Both candidates declared themselves victors in the race. Final results will not be available until Wednesday.
Ramos had been favored to win in pre-election polls. But Jorge Hank Rhon, running for the opposition Institutional Revolutionary Party (PRI) mounted a late surge in the weeks leading up to the election, pouring some of his reported US500 million net worth into the campaign.
Hank Rhon enjoys the backing of PRI President Roberto Madrazo, but the PAN has held both the governorship of Baja California state and the mayorship its largest city, Tijuana, since 1989, when Baja California state became the first to elect a governor who was not from the PRI.

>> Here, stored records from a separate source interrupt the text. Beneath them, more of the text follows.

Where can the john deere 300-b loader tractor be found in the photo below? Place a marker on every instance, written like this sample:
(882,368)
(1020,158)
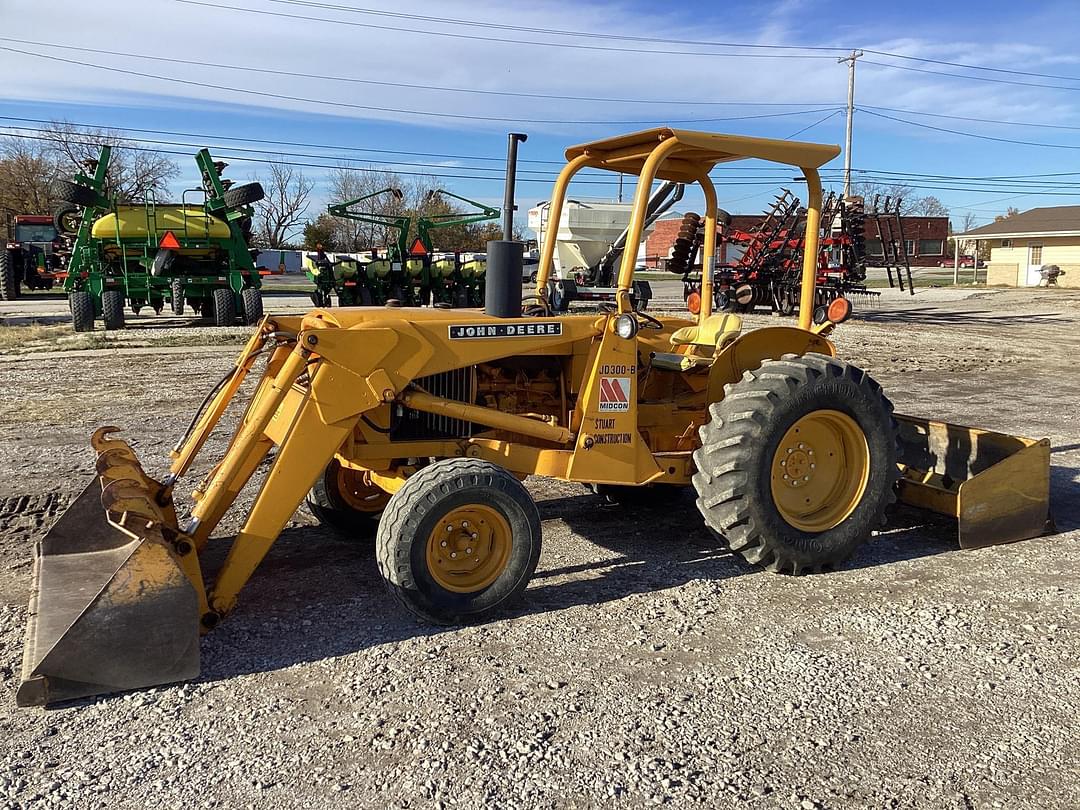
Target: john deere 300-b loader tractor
(421,423)
(146,254)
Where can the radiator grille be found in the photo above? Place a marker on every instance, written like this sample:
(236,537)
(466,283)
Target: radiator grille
(406,423)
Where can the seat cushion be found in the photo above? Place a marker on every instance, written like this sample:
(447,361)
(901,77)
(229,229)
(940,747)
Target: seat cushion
(713,333)
(674,362)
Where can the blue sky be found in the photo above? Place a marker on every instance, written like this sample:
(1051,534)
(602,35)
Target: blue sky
(696,85)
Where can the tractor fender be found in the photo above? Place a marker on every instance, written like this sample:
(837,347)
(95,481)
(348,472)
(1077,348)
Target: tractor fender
(751,349)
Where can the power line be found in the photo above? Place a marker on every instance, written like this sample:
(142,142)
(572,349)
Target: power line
(501,40)
(395,110)
(968,134)
(204,138)
(967,67)
(955,76)
(551,31)
(354,80)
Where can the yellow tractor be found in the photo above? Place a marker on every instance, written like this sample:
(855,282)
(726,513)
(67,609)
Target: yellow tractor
(419,426)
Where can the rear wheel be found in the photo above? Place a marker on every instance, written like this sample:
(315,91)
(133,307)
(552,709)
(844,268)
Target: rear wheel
(9,281)
(460,539)
(224,307)
(245,194)
(112,309)
(797,463)
(347,501)
(81,305)
(177,293)
(251,302)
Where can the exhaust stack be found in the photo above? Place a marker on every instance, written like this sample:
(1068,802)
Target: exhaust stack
(502,285)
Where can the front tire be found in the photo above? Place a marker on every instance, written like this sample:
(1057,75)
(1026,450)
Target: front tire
(81,305)
(459,540)
(224,307)
(797,463)
(112,309)
(9,282)
(251,302)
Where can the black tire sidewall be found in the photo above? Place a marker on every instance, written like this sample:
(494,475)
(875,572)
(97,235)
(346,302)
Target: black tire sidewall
(224,307)
(112,309)
(427,502)
(522,547)
(824,393)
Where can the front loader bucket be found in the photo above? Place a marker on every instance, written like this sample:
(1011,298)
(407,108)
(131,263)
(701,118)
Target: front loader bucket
(111,608)
(996,485)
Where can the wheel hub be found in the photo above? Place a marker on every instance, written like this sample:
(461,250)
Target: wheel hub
(820,470)
(469,549)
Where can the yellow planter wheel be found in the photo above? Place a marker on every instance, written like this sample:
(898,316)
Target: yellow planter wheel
(459,540)
(797,463)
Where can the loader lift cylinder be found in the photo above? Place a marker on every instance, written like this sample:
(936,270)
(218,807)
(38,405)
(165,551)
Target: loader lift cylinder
(505,258)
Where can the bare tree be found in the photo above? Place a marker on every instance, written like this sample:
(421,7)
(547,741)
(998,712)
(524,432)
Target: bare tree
(26,175)
(281,212)
(134,173)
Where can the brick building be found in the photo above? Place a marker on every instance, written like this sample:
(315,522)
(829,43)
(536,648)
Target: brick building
(926,238)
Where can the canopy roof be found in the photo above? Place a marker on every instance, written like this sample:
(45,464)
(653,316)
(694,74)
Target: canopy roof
(698,152)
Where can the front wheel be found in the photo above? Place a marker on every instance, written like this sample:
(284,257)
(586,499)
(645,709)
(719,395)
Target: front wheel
(251,304)
(459,540)
(224,307)
(112,309)
(797,463)
(81,305)
(9,281)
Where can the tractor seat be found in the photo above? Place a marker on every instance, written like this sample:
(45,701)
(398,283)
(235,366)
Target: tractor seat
(710,337)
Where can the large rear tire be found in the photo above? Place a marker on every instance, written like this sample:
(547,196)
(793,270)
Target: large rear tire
(224,307)
(9,281)
(112,309)
(81,305)
(348,502)
(251,304)
(176,291)
(245,194)
(797,463)
(459,540)
(72,192)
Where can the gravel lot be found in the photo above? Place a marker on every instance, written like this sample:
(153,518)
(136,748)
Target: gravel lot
(645,666)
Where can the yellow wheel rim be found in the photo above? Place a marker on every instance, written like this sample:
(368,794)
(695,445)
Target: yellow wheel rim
(359,493)
(820,470)
(469,548)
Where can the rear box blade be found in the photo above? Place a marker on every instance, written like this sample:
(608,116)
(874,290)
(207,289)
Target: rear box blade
(109,610)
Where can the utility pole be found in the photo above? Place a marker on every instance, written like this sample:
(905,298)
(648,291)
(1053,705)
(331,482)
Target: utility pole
(851,112)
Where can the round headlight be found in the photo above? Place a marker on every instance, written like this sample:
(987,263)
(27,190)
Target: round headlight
(625,326)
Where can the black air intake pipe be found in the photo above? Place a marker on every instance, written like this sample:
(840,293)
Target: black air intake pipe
(502,283)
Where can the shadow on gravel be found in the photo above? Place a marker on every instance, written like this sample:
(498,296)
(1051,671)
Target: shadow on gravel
(315,597)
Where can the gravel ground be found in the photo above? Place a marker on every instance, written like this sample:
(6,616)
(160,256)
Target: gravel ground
(645,665)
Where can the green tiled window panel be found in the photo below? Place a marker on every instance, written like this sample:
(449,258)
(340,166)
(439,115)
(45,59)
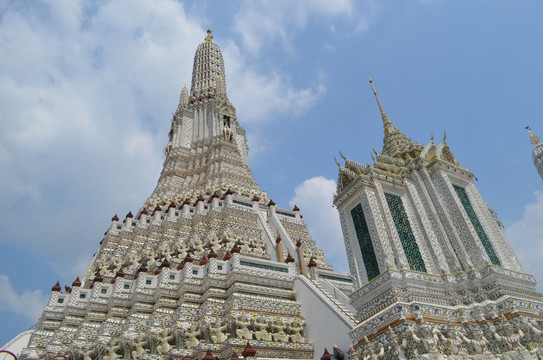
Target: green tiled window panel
(262,266)
(464,199)
(409,244)
(364,241)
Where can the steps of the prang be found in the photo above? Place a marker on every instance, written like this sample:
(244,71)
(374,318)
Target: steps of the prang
(204,263)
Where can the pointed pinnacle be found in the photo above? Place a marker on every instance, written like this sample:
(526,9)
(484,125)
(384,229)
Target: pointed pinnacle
(387,124)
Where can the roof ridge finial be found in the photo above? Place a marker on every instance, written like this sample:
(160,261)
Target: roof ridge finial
(209,37)
(389,127)
(534,139)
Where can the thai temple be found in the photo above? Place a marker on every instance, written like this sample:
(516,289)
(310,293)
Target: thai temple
(211,268)
(537,153)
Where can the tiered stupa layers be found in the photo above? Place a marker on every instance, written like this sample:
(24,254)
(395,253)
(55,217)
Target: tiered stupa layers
(208,263)
(437,277)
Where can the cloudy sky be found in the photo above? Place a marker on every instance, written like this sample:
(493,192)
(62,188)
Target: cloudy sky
(87,88)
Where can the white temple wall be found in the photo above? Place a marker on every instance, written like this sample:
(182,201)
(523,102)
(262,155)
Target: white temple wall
(325,329)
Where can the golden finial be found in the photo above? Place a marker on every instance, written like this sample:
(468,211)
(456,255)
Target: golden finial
(534,139)
(371,82)
(209,37)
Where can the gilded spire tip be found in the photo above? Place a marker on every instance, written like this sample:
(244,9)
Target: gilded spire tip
(209,37)
(534,139)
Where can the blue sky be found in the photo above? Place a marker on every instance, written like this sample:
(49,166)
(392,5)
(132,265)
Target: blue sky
(86,91)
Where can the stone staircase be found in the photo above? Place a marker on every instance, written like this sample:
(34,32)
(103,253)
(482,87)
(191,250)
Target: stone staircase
(336,297)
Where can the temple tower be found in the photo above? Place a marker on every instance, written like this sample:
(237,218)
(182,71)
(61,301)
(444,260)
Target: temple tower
(208,263)
(537,153)
(434,272)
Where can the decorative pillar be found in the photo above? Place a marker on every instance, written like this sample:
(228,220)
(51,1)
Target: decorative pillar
(279,249)
(301,262)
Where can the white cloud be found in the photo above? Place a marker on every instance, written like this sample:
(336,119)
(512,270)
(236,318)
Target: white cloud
(526,238)
(260,23)
(261,96)
(86,93)
(28,303)
(314,197)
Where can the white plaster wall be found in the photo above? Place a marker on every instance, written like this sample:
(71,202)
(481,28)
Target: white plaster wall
(323,327)
(18,343)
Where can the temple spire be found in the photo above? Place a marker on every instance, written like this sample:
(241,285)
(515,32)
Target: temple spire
(387,124)
(395,143)
(534,139)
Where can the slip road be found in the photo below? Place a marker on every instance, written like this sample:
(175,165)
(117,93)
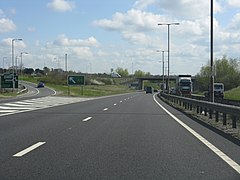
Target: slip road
(131,136)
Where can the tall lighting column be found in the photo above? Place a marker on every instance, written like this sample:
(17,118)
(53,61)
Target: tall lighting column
(168,25)
(211,91)
(21,65)
(13,80)
(162,68)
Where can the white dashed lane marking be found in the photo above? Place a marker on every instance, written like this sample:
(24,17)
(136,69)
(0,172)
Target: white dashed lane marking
(29,149)
(87,119)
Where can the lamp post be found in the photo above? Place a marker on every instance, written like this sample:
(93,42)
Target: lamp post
(211,91)
(168,25)
(21,65)
(162,68)
(13,80)
(4,62)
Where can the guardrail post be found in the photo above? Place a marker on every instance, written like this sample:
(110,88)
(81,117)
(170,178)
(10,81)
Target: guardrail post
(205,111)
(198,109)
(210,113)
(224,119)
(234,122)
(217,116)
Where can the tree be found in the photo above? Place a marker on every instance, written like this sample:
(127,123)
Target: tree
(28,71)
(139,73)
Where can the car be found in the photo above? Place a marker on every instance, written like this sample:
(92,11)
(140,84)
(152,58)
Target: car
(149,89)
(40,85)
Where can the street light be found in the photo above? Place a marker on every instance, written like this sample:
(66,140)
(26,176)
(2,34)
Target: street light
(168,25)
(163,67)
(4,62)
(13,81)
(211,91)
(21,65)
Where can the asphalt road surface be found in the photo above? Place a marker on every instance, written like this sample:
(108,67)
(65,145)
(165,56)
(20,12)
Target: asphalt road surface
(131,136)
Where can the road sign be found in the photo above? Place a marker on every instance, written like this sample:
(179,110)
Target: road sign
(76,80)
(7,81)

Hank Rhon is the son of the late PRI power broker Carlos Hank Gonzalez. He also is the father of 18 children and owner of hundreds of animals at a private zoo near his Tijuana racetrack.
In 1988, two of his employees were convicted of killing a Tijuana journalist who had reported on corruption for the crusading weekly Zeta.
Meanwhile in the governor's race in the north-central state of Aguascalientes, preliminary results from the state's electoral commission indicated that National Action had won, as expected.
With 60 percent of the vote counted, National Action's Luis Armando Reynoso Femat held a commanding 61-38 percent lead over the PRI's Oscar López Velarde.